I have issues with some of the advanced teaching strategies as I see them implemented in my department. (Flipped classroom, I am looking at you, and all other eggcellent paradigms.)
My main complaint is that the responsibility to sit down and understand the material and work until proficiency is achieved is being taken away from students and moved entirely to instructors. Instead of the students taking ownership for their own learning, we the instructors are supposed to devise lectures to be tutoring sessions (the flipped classroom model), so the students don’t have to think about the material alone at home… But working alone is the only way you really learn! Instead, we hold their hands while they work through problem sets, smoothing out the kinks as they go along, misleading the students into believing that the road to problem solving is easier than it really is. I have seen some pathetic products of flipped classroom instruction, as the students come to my class with an A in a prerequisite that was taught in a flipped format, and they can’t tell their a$$ from their face (because the class is all about a$$ vs face recognition, of course); they don’t understand anything, and they certainly can’t do any relevant problems that they hadn’t specifically seen before. We try to remove the natural and necessary discomfort that comes from learning, being challenged, being required to stretch beyond where we are. And this incessant insistence on everything being with other people, like flipped classrooms and group projects, is an introvert’s nightmare. Can’t we let people think in peace?
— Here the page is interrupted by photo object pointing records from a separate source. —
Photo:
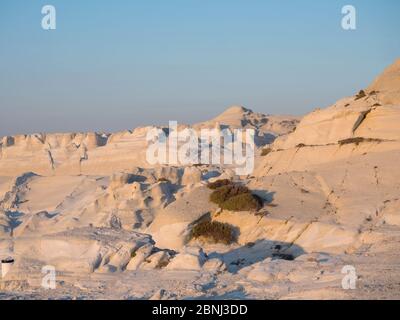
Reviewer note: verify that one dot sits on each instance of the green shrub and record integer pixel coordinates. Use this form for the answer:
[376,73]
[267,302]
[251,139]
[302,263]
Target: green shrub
[266,151]
[216,231]
[223,193]
[357,140]
[242,202]
[361,95]
[219,183]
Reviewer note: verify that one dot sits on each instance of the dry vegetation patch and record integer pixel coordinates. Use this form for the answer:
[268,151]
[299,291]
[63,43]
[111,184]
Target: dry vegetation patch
[217,232]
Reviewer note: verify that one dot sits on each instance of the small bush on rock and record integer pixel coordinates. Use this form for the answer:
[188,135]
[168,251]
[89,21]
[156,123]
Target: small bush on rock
[215,231]
[218,184]
[266,151]
[242,202]
[222,194]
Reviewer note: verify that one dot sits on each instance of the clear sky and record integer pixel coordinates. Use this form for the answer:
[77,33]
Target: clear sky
[113,65]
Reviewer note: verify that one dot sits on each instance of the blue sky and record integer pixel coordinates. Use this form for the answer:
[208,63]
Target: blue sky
[113,65]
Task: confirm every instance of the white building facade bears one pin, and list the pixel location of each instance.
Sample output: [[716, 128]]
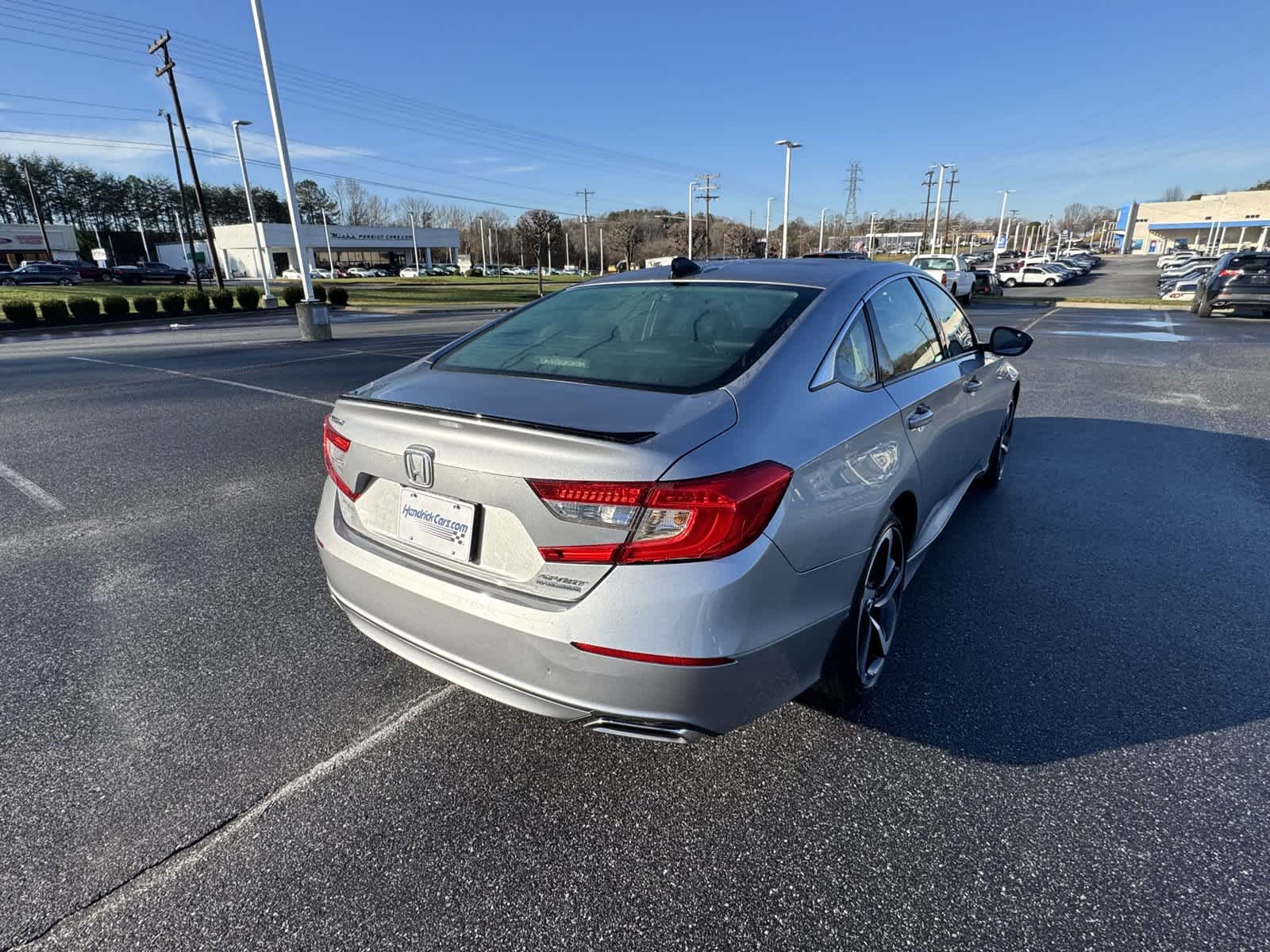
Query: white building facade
[[351, 245], [23, 243], [1225, 222]]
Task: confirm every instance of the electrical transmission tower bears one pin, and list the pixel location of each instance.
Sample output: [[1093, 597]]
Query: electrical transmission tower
[[854, 179]]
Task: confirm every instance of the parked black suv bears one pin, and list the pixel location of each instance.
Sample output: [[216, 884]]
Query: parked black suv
[[150, 271], [1240, 282]]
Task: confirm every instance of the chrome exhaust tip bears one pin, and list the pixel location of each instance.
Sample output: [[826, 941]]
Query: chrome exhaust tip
[[662, 734]]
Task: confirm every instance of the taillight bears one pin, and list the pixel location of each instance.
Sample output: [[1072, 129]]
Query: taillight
[[667, 522], [334, 446]]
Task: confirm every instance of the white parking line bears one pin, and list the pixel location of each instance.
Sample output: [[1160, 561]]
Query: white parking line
[[210, 380], [31, 490]]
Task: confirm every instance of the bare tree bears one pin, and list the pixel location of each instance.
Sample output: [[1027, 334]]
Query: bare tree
[[535, 228], [626, 234], [422, 209]]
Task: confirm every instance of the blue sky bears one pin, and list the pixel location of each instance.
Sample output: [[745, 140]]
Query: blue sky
[[525, 105]]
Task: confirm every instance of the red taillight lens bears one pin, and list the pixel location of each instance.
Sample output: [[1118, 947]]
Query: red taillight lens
[[651, 659], [333, 447], [668, 522]]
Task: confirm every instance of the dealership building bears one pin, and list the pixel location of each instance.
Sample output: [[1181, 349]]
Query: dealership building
[[23, 243], [1230, 221], [351, 245]]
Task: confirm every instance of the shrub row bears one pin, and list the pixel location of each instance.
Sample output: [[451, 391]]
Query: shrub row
[[114, 308]]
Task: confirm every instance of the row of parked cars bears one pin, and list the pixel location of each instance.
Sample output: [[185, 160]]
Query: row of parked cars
[[1236, 282], [75, 272]]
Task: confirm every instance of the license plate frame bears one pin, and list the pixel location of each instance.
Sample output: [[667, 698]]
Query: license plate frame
[[437, 524]]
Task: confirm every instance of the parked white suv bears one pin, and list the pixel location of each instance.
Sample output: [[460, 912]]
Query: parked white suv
[[949, 271]]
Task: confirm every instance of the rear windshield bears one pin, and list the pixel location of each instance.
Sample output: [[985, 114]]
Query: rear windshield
[[660, 336]]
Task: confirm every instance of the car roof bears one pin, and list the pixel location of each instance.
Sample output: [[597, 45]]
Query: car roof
[[806, 272]]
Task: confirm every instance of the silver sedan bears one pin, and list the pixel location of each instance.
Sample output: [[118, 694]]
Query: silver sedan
[[664, 503]]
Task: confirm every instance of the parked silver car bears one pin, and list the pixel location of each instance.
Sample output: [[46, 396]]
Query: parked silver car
[[664, 503]]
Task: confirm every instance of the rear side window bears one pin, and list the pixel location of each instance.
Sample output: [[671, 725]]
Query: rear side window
[[906, 338], [948, 315], [660, 336], [854, 363]]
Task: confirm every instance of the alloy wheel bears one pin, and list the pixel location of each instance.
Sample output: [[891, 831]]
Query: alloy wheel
[[879, 605]]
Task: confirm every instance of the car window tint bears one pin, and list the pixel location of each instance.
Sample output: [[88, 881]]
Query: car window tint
[[949, 317], [854, 363], [906, 336], [660, 336]]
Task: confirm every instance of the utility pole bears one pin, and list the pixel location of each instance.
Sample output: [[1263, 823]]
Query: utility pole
[[40, 219], [854, 179], [586, 238], [948, 216], [706, 188], [184, 207], [926, 216], [768, 228], [168, 69], [939, 197]]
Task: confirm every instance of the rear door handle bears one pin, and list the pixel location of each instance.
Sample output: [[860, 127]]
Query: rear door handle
[[920, 416]]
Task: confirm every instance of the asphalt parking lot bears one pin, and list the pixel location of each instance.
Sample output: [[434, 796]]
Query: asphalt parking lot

This is completely opposite to my own teaching philosophy. I, as the instructor, need to be there to help when help is needed, but the student has to think and grapple with the material alone FIRST; this is absolutely key. Ideally, this is the sequence: come to class, read the book (or the other way around); start on the homework early and on your own, do as much as you can on your own; then ask friend/come to discussion/come to office hours AFTER you have thought about the problems on your own really hard, because by then you will be sensitized to what you are missing and what you don’t know, and therefore much better at remembering explanations and clarifications. Instead, I see many students work in packs, with a pack leader who’s a strong student and the rest contributing little, but still feeling very good about their command of the material; studying in packs works well for their grades, as long as homework and projects carry a lot of weight. But in the setting such as the one I have for a core undergraduate course, it is all exam heavy and it shows how much each individual student knows, and the students can get surprised by how little that is. Yet, this class is important and I need them ALL to not only sort-of understand the material, but to actually know the material really well and to be able to calculate things.
{A related aspect that peeves me is students complaining that we somehow need to test their understanding only. I say that we test both understanding and proficiency. No, you don’t get to be just a concept thinker until you have demonstrated that you can actually do some basic problems, start to finish. [You should see the grumbling because I expect everyone to be able to, at all times, calculate the horribly complicated integrals of x^a (a\neq -1), sin x, cos x, 1/x, exp(a*x)].}
Another aspect that I am very tired of is students constantly asking that we only teach them the practical stuff that will get them a job and none of the useless abstract crap, presumably because at the tender age of 19 or 20 they know exactly what it is that they will or won’t ever use. Employers want what they want, and most don’t want to pay for it; they want a new graduate to come trained in all the minutiae that the employer (any employer!) could possibly want. The employers have no qualms about wanting the universities to act as trade schools, but they are not and they shouldn’t be.
Sure, we should provide training in the latest and greatest tools and techniques, because I agree that our students should be employable upon graduation. However, what peeves me is how joyously these kids rush towards becoming corporate cogs today, without stopping to think what will keep them employed 20-30 years from now. Why? Because the jobs that exist today didn’t exist 30 years ago. The only way you remain competitive for jobs over the long term is if you have a good, solid base in many basic sciences (for the physical sciences, that’s first and foremost math, then physics, chemistry, computer science, statistics…) as well as in writing and speaking. The stronger and wider your base, the better able you will be to change careers if needed.
I do my part, but I wish we collectively a did better job of communicating to our students that our job as educators is not to just ensure they get their first job out of college, but to give them the knowledge base and the self-study skills that will keep them nimble, growing, learning, and ultimately employable throughout their lives.